Nunca vi o mar, A minha mãe sonâmbula nas noites de cacimbo desenhava o mar no teto da alcofa, um círculo com olhos verdes e sorrisos e cheiros que aprendi a distinguir antes de adormecer, e eu, e eu... francisco luís fontinha.

francisco luís fontinha

Nunca vi o mar, A minha mãe sonâmbula nas noites de cacimbo desenhava o mar no teto da alcofa, um círculo com olhos verdes e sorrisos e cheiros que aprendi a distinguir antes de adormecer, e eu, e eu... francisco luís fontinha.


31.01.21

Nestes dias,

Tristes dias tem o dia.

Das tristes manhãs dos dias,

Respira a árvore a sombra do silêncio,

Brinca a criança,

A menina;

A menina dança?

Dança que dança

Nos tristes dias, dos dias.

Saber esperar que acorde a manhã,

Quando os alicerces da insónia,

Ainda dormem, dormem os tristes dias.

E, as noites?

Tristes noites têm os dias,

Nas tristes tardes de encantar,

Tristes, eles, dormem o sono em flor,

Sem vontade de acordar.

Morrem os tristes dias,

Deitam-se as tristes mulheres,

Quando à lareia, o triste poeta,

Desenha no sangue dos tristes dias; apetece-me falar.

Nestes dias,

Das tristes flores,

Há árvores em cantorias e,

Doces amores.

Vai ela à fonte, triste e desanimada,

Leva no cântaro um poucochinho de nada,

Tristes dias, tristes tardes estas de caminhar

Sobre a calçada, também ela triste, também ela envergonhada;

Todos os tristes dias, são dias de amar.

 

 

Francisco Luís Fontinha, 31/01/2021


27.01.21

Oiço destas pedras frias e sonolentas

Todas as palavras de amor.

Escrevo todas as palavras cinzentas

Que habitam no jardim verso flor.

 

Pincelo os teus lábios de amêndoa adormecida

Quando acorda o amanhecer,

- Eis o perfume de mim, poesia perdida

Na esplanada do adormecer.

 

Os versos que dormem na tua mão,

Corpo cansado das palavras envenenadas,

Quando acordam, os livros e, sobre o chão

 

Uma fina película de nada.

Que vergonha, as pedras cansadas,

Quando choram na calçada.

 

 

Francisco Luís Fontinha, Alijó-27/01/2021


19.01.21

O poema dorme nas pernas da laranja.

As pernas da laranja, quando acordam, adocicam as palavras escritas pelo poeta,

Quando a mulher do poeta, é a própria laranja.
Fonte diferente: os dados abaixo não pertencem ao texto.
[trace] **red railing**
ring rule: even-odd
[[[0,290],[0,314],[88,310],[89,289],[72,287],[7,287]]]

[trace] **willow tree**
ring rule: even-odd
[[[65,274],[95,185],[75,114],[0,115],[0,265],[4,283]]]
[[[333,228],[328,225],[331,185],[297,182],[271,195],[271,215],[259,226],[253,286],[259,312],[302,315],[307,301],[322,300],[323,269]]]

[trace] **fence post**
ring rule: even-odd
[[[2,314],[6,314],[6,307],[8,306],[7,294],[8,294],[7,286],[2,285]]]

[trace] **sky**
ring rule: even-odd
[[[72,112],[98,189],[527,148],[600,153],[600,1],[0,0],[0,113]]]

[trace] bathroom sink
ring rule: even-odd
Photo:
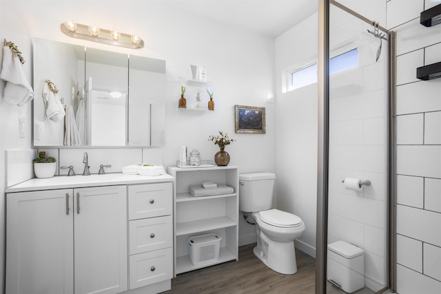
[[[149,182],[171,182],[174,178],[168,174],[147,176],[112,173],[104,175],[57,176],[48,178],[32,178],[20,184],[6,188],[6,193],[32,190],[76,188],[79,187],[98,187],[115,185],[143,184]]]

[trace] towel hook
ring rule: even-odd
[[[345,180],[342,180],[342,182],[345,182]],[[361,185],[364,185],[365,186],[370,186],[371,184],[371,182],[369,180],[365,180],[361,183]]]

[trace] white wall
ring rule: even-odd
[[[391,0],[387,27],[397,31],[397,292],[441,293],[441,79],[416,68],[441,61],[441,25],[420,24],[440,4]]]
[[[274,39],[238,30],[176,11],[169,1],[5,1],[0,2],[0,39],[16,43],[27,62],[26,76],[32,77],[32,39],[34,36],[75,43],[105,50],[164,59],[167,61],[167,104],[165,145],[160,162],[165,167],[176,165],[181,145],[198,149],[203,159],[212,159],[218,151],[208,136],[225,131],[237,140],[227,147],[231,165],[240,172],[276,171],[275,105],[267,103],[267,94],[273,93]],[[96,24],[104,28],[118,28],[122,32],[139,34],[145,42],[141,50],[129,50],[70,38],[60,31],[60,24],[73,19],[84,24]],[[214,112],[192,112],[176,108],[181,96],[178,76],[189,76],[189,65],[204,65],[210,87],[214,91]],[[9,105],[3,99],[4,83],[0,83],[0,170],[5,171],[3,154],[10,149],[29,149],[31,144],[31,104],[21,107]],[[205,94],[205,93],[201,93]],[[36,98],[39,98],[36,93]],[[187,97],[190,100],[192,97]],[[207,97],[205,97],[205,98]],[[195,97],[194,97],[195,98]],[[234,105],[266,107],[266,134],[234,133]],[[27,136],[19,136],[19,119],[27,122]],[[82,153],[88,151],[97,172],[99,160],[144,160],[156,162],[157,158],[143,158],[141,149],[52,149],[59,156],[59,163],[75,160],[76,171],[82,171]],[[128,153],[125,158],[124,154]],[[51,154],[52,155],[52,154]],[[95,156],[94,159],[93,156]],[[123,159],[121,159],[123,158]],[[121,160],[123,161],[121,161]],[[127,162],[129,163],[129,162]],[[133,162],[132,162],[133,163]],[[93,172],[91,166],[91,171]],[[65,172],[63,170],[63,172]],[[6,187],[5,172],[0,177],[0,191]],[[0,198],[0,252],[5,244],[5,197]],[[240,226],[243,226],[240,223]],[[252,229],[241,233],[254,233]],[[244,232],[245,230],[245,232]],[[0,264],[4,264],[0,255]],[[0,288],[4,269],[0,271]]]

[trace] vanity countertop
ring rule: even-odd
[[[84,187],[111,186],[116,185],[149,184],[172,182],[174,178],[168,174],[147,176],[121,173],[93,174],[90,176],[57,176],[48,178],[32,178],[6,188],[6,193]]]

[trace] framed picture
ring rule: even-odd
[[[236,105],[236,132],[265,134],[265,107]]]

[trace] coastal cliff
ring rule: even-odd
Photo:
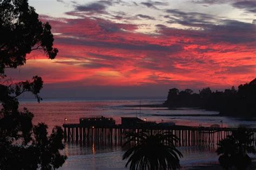
[[[224,92],[212,92],[210,87],[196,93],[191,89],[169,90],[164,106],[199,107],[220,112],[220,115],[235,117],[256,117],[256,78],[249,83],[234,86]]]

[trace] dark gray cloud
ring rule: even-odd
[[[180,36],[200,39],[207,37],[209,43],[225,42],[233,44],[252,43],[256,41],[256,26],[252,23],[230,19],[220,19],[214,16],[198,12],[184,12],[177,9],[166,10],[169,15],[164,16],[170,19],[167,23],[200,28],[201,30],[186,31],[169,28],[163,25],[158,25],[160,32],[164,34]],[[167,31],[167,30],[169,31]]]
[[[58,43],[72,44],[73,45],[91,46],[111,49],[120,49],[127,50],[160,51],[173,53],[180,52],[183,50],[182,46],[178,44],[164,46],[158,44],[141,43],[137,42],[132,44],[130,43],[125,43],[124,39],[124,43],[123,43],[120,42],[107,42],[100,40],[90,41],[85,38],[77,39],[64,37],[56,38],[55,41]]]
[[[216,74],[248,74],[248,73],[253,73],[255,69],[256,68],[256,65],[240,65],[235,66],[226,66],[224,67],[224,71],[216,71]]]
[[[152,19],[154,20],[154,18],[149,16],[148,15],[142,15],[142,14],[139,14],[137,15],[137,17],[139,17],[139,18],[144,18],[144,19]]]
[[[75,11],[91,13],[107,13],[106,9],[111,5],[110,1],[98,1],[86,5],[76,5]]]
[[[168,5],[168,3],[161,2],[158,2],[158,1],[149,1],[149,2],[142,2],[140,4],[147,6],[147,8],[153,8],[156,9],[158,9],[158,8],[156,6]]]
[[[241,1],[233,4],[233,6],[244,9],[247,12],[256,13],[256,1]]]

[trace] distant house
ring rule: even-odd
[[[112,118],[104,117],[84,117],[79,119],[80,125],[83,127],[106,127],[116,125]]]
[[[220,127],[220,126],[218,124],[213,124],[211,125],[211,127]]]
[[[137,117],[121,117],[124,126],[149,127],[157,125],[156,121],[144,121]]]
[[[144,122],[140,119],[137,117],[121,117],[122,126],[134,126],[137,125],[139,123]]]
[[[158,124],[158,126],[163,126],[163,127],[173,126],[175,126],[175,123],[174,122],[161,123]]]

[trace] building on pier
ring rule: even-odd
[[[83,127],[105,127],[115,125],[116,121],[112,118],[102,116],[80,118],[79,123]]]

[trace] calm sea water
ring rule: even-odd
[[[164,107],[139,107],[146,104],[159,104],[163,100],[44,100],[40,104],[32,101],[21,102],[21,107],[26,107],[35,114],[33,123],[44,122],[49,132],[56,126],[62,126],[66,118],[66,123],[78,123],[82,117],[105,116],[113,117],[117,124],[120,124],[121,117],[140,117],[149,121],[174,122],[176,125],[210,126],[217,124],[223,127],[236,127],[242,124],[249,127],[256,127],[256,120],[242,118],[219,117],[217,112],[183,108],[169,110]],[[212,116],[216,114],[216,116]],[[174,115],[172,116],[172,115]],[[194,116],[197,115],[197,116]],[[200,115],[200,116],[198,116]],[[207,116],[211,115],[212,116]],[[66,143],[63,153],[68,159],[63,169],[127,169],[125,161],[122,160],[124,151],[120,146],[85,146],[80,143]],[[180,147],[178,149],[184,158],[180,160],[184,169],[192,166],[218,161],[215,146]]]

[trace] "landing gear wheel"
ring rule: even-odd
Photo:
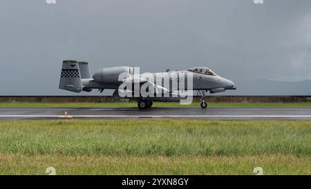
[[[202,101],[200,105],[202,109],[205,109],[207,107],[207,104],[205,101]]]
[[[139,109],[145,109],[147,107],[146,101],[139,100],[138,102],[138,106]]]
[[[153,103],[151,100],[146,101],[146,107],[151,107]]]

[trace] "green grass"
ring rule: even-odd
[[[310,107],[311,102],[208,102],[209,107]],[[136,107],[137,102],[0,102],[0,107]],[[153,107],[200,107],[199,102],[181,105],[178,102],[155,102]]]
[[[310,174],[311,121],[0,122],[0,174]]]

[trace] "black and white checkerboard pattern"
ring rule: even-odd
[[[65,78],[80,78],[80,75],[79,74],[78,69],[62,69],[61,77]]]

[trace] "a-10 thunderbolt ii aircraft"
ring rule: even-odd
[[[180,102],[193,96],[193,93],[182,96],[176,94],[178,91],[196,91],[201,96],[200,107],[205,109],[207,107],[205,94],[209,91],[210,93],[215,93],[234,90],[236,87],[233,82],[203,66],[149,74],[140,74],[139,71],[135,73],[133,67],[116,66],[101,69],[91,76],[88,62],[64,60],[59,89],[76,93],[91,92],[93,89],[100,92],[104,89],[114,89],[115,99],[125,98],[137,100],[140,109],[151,107],[153,101]],[[147,93],[144,94],[142,91]]]

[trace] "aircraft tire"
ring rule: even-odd
[[[138,106],[139,109],[145,109],[147,107],[147,103],[144,100],[139,100]]]
[[[153,102],[151,100],[146,101],[146,107],[151,107]]]
[[[205,108],[207,107],[207,104],[205,101],[202,101],[202,102],[201,102],[200,106],[201,106],[201,108],[205,109]]]

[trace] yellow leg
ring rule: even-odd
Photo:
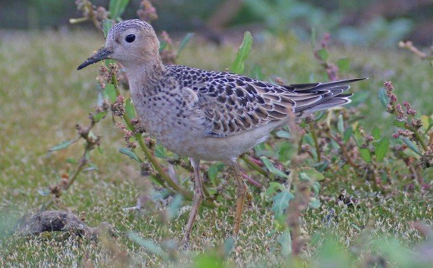
[[[187,244],[190,240],[190,235],[191,234],[191,230],[195,221],[195,216],[199,211],[200,204],[203,199],[203,186],[201,185],[201,179],[200,178],[200,169],[199,164],[200,161],[198,159],[190,159],[191,164],[194,168],[194,197],[192,197],[192,206],[191,211],[190,212],[190,217],[186,224],[186,228],[185,229],[185,236],[184,238],[184,244],[187,246]]]
[[[239,170],[239,167],[236,159],[231,161],[232,166],[234,170],[234,177],[236,179],[236,214],[234,216],[234,227],[233,228],[233,235],[237,236],[241,227],[242,220],[242,210],[243,210],[243,203],[247,196],[247,188],[243,177]]]

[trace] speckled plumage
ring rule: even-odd
[[[104,58],[118,60],[126,70],[132,100],[146,131],[168,149],[190,158],[195,197],[186,241],[203,199],[201,159],[224,161],[234,169],[236,234],[247,191],[236,157],[286,124],[290,113],[302,117],[349,102],[351,94],[342,94],[349,89],[345,84],[360,80],[278,85],[227,72],[164,65],[158,49],[150,25],[124,21],[113,27],[104,47],[78,69]]]

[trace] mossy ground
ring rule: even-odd
[[[83,32],[7,33],[0,39],[0,228],[3,229],[0,232],[10,230],[23,214],[40,208],[49,197],[41,195],[38,190],[56,183],[73,168],[65,159],[82,153],[78,145],[47,152],[54,145],[74,138],[76,124],[87,123],[87,114],[97,96],[98,65],[81,71],[77,71],[76,67],[102,43],[100,35]],[[217,47],[192,41],[179,63],[223,70],[231,65],[235,54],[233,45]],[[367,131],[377,126],[384,133],[392,132],[392,118],[385,113],[377,97],[384,80],[393,81],[397,95],[410,101],[423,113],[430,115],[433,111],[433,72],[428,62],[401,50],[333,47],[331,58],[343,57],[351,59],[351,67],[342,76],[370,78],[353,86],[355,94],[368,92],[360,108],[364,115],[360,124]],[[280,38],[264,35],[257,38],[246,72],[256,65],[265,77],[279,76],[287,82],[326,80],[310,44],[290,35]],[[111,118],[100,124],[95,133],[103,135],[104,153],[92,152],[91,156],[99,170],[80,174],[55,208],[71,210],[85,218],[90,225],[107,221],[121,232],[134,231],[157,243],[167,235],[180,239],[188,211],[168,226],[159,221],[161,208],[124,211],[123,208],[135,205],[138,195],[152,186],[146,177],[140,175],[139,167],[118,152],[124,146],[122,134]],[[257,179],[264,178],[257,177]],[[305,214],[302,226],[305,236],[333,234],[342,247],[350,248],[359,242],[359,230],[367,226],[370,228],[370,239],[395,236],[402,244],[413,246],[423,236],[411,223],[422,221],[432,224],[432,195],[419,187],[408,190],[406,186],[410,181],[409,177],[389,178],[388,184],[394,190],[384,194],[358,177],[341,173],[336,177],[326,177],[321,182],[322,206],[310,208]],[[359,205],[339,205],[335,200],[342,189],[356,197]],[[183,265],[195,260],[198,253],[222,244],[230,234],[233,186],[227,188],[226,194],[219,208],[204,208],[199,214],[192,235],[192,252],[180,254]],[[254,205],[244,214],[237,247],[229,263],[281,265],[283,258],[277,241],[278,234],[268,235],[274,229],[269,209],[271,200],[258,191],[253,190],[253,195]],[[333,210],[336,217],[324,221]],[[122,258],[129,258],[131,265],[156,266],[162,261],[122,234],[99,243],[59,234],[30,238],[5,236],[2,239],[0,266],[91,263],[110,266],[115,261],[123,263]],[[307,255],[317,256],[315,249],[322,241],[309,244]]]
Sou, por vezes, apedrejado por energúmenos, mas não me importo.

Sou simples, como todas as palavras do poema.

Amo o poema,

Sou amado, como a amante do poeta, ama o poema e,

Todas as noites,

Uma laranja abre as coxas recheadas de sombra,

Lá fora, fios de geada brincam com a caneta do poeta,

Porque sendo ele, às vezes, apedrejado, continua a fabricar palavras quando cai a noite.

A caneta do poeta, apaixonou-se pela amante do poeta;

Podia ser trágico, podia ser infidelidade… mas o que os separa são apenas palavras,

Gritos ao ouvido que ela tanto adora.

Acabaram-se os cigarros. Sobre a mesa da sala, um volume de cigarros espera-o, como o espera a caneta, o papel e, os ouvidos da amante que ele a todos os momentos lhe sussurra; AMO-TE.
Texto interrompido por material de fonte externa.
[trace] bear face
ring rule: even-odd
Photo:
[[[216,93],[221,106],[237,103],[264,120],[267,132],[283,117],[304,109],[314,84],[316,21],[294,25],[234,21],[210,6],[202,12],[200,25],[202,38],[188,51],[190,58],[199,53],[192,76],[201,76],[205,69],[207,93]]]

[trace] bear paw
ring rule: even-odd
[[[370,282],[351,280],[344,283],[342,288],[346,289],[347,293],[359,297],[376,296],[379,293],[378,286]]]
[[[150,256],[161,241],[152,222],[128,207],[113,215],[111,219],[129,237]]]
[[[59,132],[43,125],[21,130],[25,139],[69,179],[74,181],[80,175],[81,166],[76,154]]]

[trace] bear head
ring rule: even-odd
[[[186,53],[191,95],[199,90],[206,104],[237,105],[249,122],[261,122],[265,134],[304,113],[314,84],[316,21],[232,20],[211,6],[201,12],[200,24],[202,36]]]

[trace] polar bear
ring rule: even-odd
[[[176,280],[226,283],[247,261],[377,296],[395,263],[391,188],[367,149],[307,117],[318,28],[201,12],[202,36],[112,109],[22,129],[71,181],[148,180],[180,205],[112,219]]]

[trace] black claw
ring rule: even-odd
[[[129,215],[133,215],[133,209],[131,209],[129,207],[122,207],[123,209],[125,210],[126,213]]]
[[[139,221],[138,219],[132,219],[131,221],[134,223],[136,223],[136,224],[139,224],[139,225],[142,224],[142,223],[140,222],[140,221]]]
Poderia escrever-te a todas a horas, minutos, segundos, ou nunca te escrever.

As palavras invisíveis são as mais apetecidas, são escritas no silêncio entre o sono e o sonho.
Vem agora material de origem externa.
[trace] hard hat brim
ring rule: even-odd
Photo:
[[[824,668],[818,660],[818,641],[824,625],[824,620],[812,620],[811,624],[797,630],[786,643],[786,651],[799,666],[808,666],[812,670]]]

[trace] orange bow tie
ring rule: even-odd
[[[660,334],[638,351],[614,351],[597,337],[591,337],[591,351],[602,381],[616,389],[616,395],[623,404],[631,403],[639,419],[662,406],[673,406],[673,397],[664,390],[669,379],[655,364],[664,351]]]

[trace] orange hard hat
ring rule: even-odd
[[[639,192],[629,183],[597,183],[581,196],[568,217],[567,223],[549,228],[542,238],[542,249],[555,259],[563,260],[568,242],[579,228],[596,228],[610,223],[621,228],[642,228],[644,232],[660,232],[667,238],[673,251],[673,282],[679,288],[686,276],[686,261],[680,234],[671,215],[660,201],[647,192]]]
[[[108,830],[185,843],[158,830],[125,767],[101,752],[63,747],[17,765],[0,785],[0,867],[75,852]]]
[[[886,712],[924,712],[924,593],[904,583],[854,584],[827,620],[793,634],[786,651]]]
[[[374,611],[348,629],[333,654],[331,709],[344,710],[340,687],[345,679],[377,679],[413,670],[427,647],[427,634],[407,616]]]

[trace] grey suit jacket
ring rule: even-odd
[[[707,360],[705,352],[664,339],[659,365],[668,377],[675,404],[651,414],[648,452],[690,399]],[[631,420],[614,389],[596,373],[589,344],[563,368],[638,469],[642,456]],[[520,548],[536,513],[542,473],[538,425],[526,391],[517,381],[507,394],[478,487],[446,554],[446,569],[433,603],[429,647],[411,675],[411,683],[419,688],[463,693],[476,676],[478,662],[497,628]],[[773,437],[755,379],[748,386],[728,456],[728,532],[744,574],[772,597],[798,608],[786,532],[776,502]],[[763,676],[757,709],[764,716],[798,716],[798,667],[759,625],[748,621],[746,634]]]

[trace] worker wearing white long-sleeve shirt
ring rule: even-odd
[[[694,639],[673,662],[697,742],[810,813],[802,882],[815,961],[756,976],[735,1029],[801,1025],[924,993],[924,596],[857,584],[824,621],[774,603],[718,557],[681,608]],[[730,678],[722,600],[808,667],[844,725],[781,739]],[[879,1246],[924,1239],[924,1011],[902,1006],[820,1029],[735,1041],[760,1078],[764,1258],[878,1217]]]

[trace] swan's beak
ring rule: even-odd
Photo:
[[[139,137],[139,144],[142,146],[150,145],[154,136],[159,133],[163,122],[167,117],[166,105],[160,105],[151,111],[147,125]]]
São como a geada; leves, tranquilas, doces até.

O poema dorme nas pernas da laranja.

E se a laranja é as coxas da amante do poeta, como se apelidará o seu saboroso sumo, dúctil nas manhãs de Inverno?

Saltita.

Brinca na areia branca da manhã os esqueletos da noite passada,

Pequenas ranhuras nas paredes do cubículo que acesso ao sótão; sempre quis ter um sótão imaginário, apenas para mim.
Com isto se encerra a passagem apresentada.